Photographs of Graves

An Epilogue for the Author

To anyone who still is subscribed and active here,

I'm impressed! As you all know, I fell out of using Mibba regularly 3 years ago - or, if we want to be honest about it based on my update schedule, it's probably closer to 4 or 5 years.

As for PoG, I don't think I'll be returning. PoG romanticized some very unhealthy relationship stereotypes in both the parts of Graves and Murphy, and I don't feel comfortable continuing to romanticize those kinds of things. I started because I was also one half of a whole fucked up relationship, so I'm not going to berate my younger self for thinking that it was healthy, but if any younger readers come across this in the future and think that this relationship is a healthy model: Don't. Don't start a relationship in an uneven power dynamic, always keep open communication, and air your problems instead of holding grudges.

However, I'm also here to tell you: Dreams can also come true. I'm 24 now, and I'm a full-time documentary film maker for an international nonprofit. Two days ago, I finished shooting my first longer documentary in Guatemala centered around the generational poverty and gang violence in their poorest areas. I have a contract to go into several more Latin American countries and a couple countries in Africa to complete the series. (And Murphy thought Graves was cool for doing that at 25 - move over, Graves, I'm cooler than you.) I'm also engaged to a man who looks like the lovechild of Adonis and Superman. Dreams really can come true.

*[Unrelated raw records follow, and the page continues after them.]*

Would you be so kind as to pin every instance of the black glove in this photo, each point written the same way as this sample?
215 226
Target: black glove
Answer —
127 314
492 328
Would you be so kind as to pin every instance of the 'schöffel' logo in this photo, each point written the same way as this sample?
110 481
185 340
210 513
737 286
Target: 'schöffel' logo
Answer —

I'm also here to tell you not to work yourself to death. I was hellbent on getting where I am now as quickly as I could - and it doesn't work that way, especially if you have mental illness. It wasn't until I was a depressed, penniless college dropout that I started taking care of myself instead of working myself to death, and let me tell you, you DO do better. And that 4.0 you think you need? I graduated college after 6 and a half years with a 2.9 and I'm still getting paid to fly around the world and do what I love. You're going to be okay.

I'm considering coming back to Mibba and writing another story in the near future - something a bit healthier. I won't be able to do daily updates like I did in the beginning, of course - the 40-hour work week life has some downsides - but I miss writing regularly, and I have some ideas in mind if you're interested.

So, to all of you, thank you for your support over the years. This story, despite its more toxic elements, was formative in my career path today, and all of you were part of that. Keep following your dreams. Maybe I'll see some of you soon on the next adventure.